Anyway, if the OS provided MPI libraries work, then we can just use those instead of the conda provided ones

BrianJKoopman commented 5 months ago

Ah, interesting. So I'm building on a "minimal image" provided by the Jupyter Project. It's ultimately based on the ubuntu:22.04 image, and comes with an already setup conda environment. However, that didn't seem to include gcc or g++, because things wouldn't compile without me installing those.

I'm not very familiar with conda, so I was hoping to leverage the existing conda environment and the install script here to have things "just work". Is it unusual that gcc/g++ weren't found in the existing conda environment? Perhaps it's something else I'm doing wrong with the conda environment.

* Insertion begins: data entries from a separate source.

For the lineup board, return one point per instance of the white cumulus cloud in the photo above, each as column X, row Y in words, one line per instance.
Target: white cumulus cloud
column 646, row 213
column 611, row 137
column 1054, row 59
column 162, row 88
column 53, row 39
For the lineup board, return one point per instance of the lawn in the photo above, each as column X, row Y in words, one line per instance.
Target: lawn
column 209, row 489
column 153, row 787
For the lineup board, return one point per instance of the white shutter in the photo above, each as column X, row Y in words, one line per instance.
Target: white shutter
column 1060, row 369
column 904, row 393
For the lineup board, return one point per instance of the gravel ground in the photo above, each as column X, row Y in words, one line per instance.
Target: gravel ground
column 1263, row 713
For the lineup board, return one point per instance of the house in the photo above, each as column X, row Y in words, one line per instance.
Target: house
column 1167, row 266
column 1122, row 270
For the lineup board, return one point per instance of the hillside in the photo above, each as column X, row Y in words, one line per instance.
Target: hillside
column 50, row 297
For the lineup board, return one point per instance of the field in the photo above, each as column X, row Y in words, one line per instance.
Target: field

BrianJKoopman commented 5 months ago

For example, at NERSC, we set MPICC to point to the Cray compiler wrapper ("cc") so that mpi4py is using the correct MPI implementation.

This script looks pretty helpful. I suspect actually that in my installation steps I'm not really activating the conda environment. I was trying to follow a suggestion from this blog post to do that, but maybe I'll just put everything in a script like you've linked here.

tskisner commented 5 months ago

Ah, another thing- how are you installing the conda base environment? All of my installs are based on a base/root environment that was installed with the helper script.

./tools/bootstrap_base.sh /path/to/base

and then running soconda.sh with -b /path/to/base

tskisner commented 5 months ago

Ah, nevermind I see above that you are using the default anaconda base that comes with the docker image. In that case there might be a challenge if that is not configured to use the conda-forge channel by default. Let me go see what is in that minimal image.

tskisner commented 5 months ago

Ok, looks like quay.io/jupyter/minimal-notebook is indeed using conda-forge for the default channel. In that case you could probably just run these 2 lines to install conda-build to the base environment before running soconda.sh.